I am trying to use Spark's StringIndexer feature transformer on a column with about 15.000.000 unique string values. Regardless of how many resources I throw at it, Spark always dies on me with some sort of Out Of Memory exception.
from pyspark.ml.feature import StringIndexer
data = spark.read.parquet("s3://example/data-raw").select("user", "count")
user_indexer = StringIndexer(inputCol="user", outputCol="user_idx")
indexer_model = user_indexer.fit(data) # This never finishes
indexer_model \
.transform(data) \
.write.parquet("s3://example/data-indexed")
An error file is produced on the driver, with the begining of it looking like this:
#
# There is insufficient memory for the Java Runtime Environment to continue.
# Native memory allocation (mmap) failed to map 268435456 bytes for committing reserved memory.
# Possible reasons:
# The system is out of physical RAM or swap space
# In 32 bit mode, the process size limit was hit
# Possible solutions:
# Reduce memory load on the system
# Increase physical memory or swap space
# Check if swap backing store is full
# Use 64 bit Java on a 64 bit OS
# Decrease Java heap size (-Xmx/-Xms)
# Decrease number of Java threads
# Decrease Java thread stack sizes (-Xss)

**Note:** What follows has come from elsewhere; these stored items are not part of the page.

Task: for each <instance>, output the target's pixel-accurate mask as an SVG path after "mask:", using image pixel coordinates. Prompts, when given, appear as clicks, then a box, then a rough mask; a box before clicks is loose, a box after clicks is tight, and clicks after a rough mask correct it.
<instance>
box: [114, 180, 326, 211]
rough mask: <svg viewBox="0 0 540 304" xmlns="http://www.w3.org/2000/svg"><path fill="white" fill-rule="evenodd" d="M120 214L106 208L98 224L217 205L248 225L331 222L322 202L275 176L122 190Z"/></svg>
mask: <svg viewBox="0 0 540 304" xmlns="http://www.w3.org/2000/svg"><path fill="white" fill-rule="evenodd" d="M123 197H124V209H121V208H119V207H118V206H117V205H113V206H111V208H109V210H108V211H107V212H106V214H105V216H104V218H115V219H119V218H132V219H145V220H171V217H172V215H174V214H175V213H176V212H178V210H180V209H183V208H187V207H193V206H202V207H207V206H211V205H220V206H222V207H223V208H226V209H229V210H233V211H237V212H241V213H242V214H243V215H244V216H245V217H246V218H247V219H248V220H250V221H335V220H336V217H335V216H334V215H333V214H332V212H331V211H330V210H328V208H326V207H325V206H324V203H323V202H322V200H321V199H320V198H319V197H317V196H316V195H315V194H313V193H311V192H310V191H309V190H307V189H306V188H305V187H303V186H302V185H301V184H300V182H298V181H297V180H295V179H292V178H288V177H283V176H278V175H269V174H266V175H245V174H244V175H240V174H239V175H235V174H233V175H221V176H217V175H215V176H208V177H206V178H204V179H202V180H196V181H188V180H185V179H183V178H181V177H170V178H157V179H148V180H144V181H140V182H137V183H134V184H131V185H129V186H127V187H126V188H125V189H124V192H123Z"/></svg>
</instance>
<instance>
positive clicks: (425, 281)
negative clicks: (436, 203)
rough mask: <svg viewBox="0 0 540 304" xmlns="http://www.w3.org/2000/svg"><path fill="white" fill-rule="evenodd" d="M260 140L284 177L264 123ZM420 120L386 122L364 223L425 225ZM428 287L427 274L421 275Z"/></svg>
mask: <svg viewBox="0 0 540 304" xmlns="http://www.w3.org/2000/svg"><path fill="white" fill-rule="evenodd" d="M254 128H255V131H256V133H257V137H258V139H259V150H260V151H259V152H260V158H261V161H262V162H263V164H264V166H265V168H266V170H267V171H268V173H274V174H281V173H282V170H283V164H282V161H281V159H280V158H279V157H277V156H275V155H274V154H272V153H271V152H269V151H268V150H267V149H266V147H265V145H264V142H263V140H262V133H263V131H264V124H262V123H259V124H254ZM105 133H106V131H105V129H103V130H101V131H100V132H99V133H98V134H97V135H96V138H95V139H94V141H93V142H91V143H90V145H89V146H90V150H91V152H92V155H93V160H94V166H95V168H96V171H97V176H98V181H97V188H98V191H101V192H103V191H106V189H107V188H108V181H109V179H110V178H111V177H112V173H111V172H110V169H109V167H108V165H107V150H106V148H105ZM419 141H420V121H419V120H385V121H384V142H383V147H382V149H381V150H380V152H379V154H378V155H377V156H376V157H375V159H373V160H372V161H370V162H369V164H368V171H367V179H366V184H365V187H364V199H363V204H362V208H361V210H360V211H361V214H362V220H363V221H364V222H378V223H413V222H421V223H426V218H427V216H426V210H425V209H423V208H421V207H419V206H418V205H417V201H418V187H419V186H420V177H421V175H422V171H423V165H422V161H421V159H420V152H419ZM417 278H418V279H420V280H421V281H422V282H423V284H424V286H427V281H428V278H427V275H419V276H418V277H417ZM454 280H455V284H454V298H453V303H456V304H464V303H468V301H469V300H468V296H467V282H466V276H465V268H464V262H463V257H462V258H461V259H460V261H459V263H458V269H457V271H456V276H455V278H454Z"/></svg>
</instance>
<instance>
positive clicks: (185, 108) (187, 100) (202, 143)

# Set larger code cache with -XX:ReservedCodeCacheSize=
# This output file may be truncated or incomplete.
#
# Out of Memory Error (os_linux.cpp:2657)
Now, if I try to manually index the values and store them in a dataframe, everything works like charm, all on couple of Amazon c3.2xlarge
workers.
from pyspark.sql.functions import row_number
from pyspark.sql.window import Window
data = spark.read.parquet("s3://example/data-raw").select("user", "count")
uid_map = data \
.select("user") \
.distinct() \
.select("user", row_number().over(Window.orderBy("user")).alias("user_idx"))
data.join(uid_map, "user", "inner").write.parquet("s3://example/data-indexed")
I would really like to use the formal transformers provided by Spark, but at this time this doesn't seem possible. Any ideas of how I can make this work?